JAYAPURA, Koranpapua.id– Kongres Biasa Persatuan Sepak Bola Seluruh Indonesia (PSSI) yang berlangsung di salah satu hotel di Jayapura, Sabtu 7 Februari 2026 menghasilkan sejumlah keputusan penting terkait tata kelola organisasi ini ke depan.
Benhur Tomi Mano (BTM) Ketua PSSI Papua, mengatakan, pelaksanaan Kongres Biasa PSSI Papua 2026 merupakan amanat statuta dan dilaksanakan berdasarkan surat mandat serta petunjuk resmi dari PSSI Pusat.
Untuk memastikan seluruh tahapan berjalan sesuai ketentuan, pelaksanaan kongres juga langsung didampingi oleh Bidang Member Development yang ditunjuk oleh PSSI Pusat.

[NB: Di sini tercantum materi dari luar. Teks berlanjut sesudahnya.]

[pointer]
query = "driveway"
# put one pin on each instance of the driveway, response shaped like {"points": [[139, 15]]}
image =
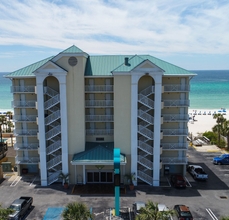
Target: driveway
{"points": [[201, 197]]}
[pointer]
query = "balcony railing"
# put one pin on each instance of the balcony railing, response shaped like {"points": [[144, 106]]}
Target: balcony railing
{"points": [[175, 132], [175, 117], [26, 132], [176, 103], [99, 88], [99, 131], [27, 160], [175, 146], [147, 91], [28, 118], [54, 162], [23, 89], [29, 146], [99, 118], [174, 160], [176, 88], [99, 103], [24, 104]]}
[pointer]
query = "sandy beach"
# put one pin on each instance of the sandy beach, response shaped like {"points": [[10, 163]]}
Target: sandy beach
{"points": [[202, 122]]}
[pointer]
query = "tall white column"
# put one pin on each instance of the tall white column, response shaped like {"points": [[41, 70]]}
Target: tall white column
{"points": [[157, 130], [41, 126], [64, 123], [134, 124]]}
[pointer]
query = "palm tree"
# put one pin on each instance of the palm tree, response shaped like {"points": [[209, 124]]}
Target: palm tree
{"points": [[4, 213], [76, 211], [9, 114], [2, 123], [151, 212], [9, 125], [226, 132], [218, 128]]}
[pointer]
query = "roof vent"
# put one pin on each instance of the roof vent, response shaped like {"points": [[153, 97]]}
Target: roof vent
{"points": [[127, 61]]}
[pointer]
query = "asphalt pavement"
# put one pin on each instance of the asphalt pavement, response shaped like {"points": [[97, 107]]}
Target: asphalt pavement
{"points": [[205, 199]]}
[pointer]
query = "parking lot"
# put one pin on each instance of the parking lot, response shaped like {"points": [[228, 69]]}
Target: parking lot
{"points": [[205, 199]]}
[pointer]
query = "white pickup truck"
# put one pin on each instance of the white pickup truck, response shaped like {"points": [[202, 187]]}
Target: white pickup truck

Adapun sejumlah keputusan penting yang dihasilkan melalui kongres tersebut. Diantaranya, perubahan statuta tahun 2025, khususnya terkait perubahan nomenklatur organisasi.
“Dalam kongres ini ditetapkan perubahan nomenklatur, jika sebelumnya bernama Asprov PSSI Papua kini resmi menjadi PSSI Papua, dan Asprov kabupaten/kota berubah menjadi PSSI kabupaten/kota,” ujar BTM.
Keputusan lainnya yakni, penetapan Komite Pemilihan (KP) dan Komite Banding Pemilihan (KBP). Kedua komite tersebut akan bertugas selama empat tahun ke depan.
Sementara tugas dari KBP yakni mempersiapkan dan melaksanakan seluruh tahapan pemilihan pengurus PSSI Papua periode berikutnya, yang direncanakan berlangsung pada Juni 2026.
BTM juga menegaskan bahwa dalam statuta telah ditegaskan kembali bahwa peserta kongres adalah PSSI kabupaten/kota yang masih aktif kepengurusannya serta klub-klub yang mengikuti Liga 4, dan keikutsertaan mereka bersifat wajib.
Pada kesempatan tersebut, BTM kembali menegaskan sikapnya untuk tidak lagi maju mencalonkan diri dalam pemilihan Ketua PSSI Papua.
Keputusan itu menurut BTM, dikarenakan dirinya sudah memimpin PSSI Papua selama selama tiga periode.
“Saya meminta kepada Ketua Komite Pemilihan dan Komite Banding Pemilihan agar dapat melaksanakan tugas secara profesional dan independen demi kelancaran proses pemilihan ke depan,” tegasnya.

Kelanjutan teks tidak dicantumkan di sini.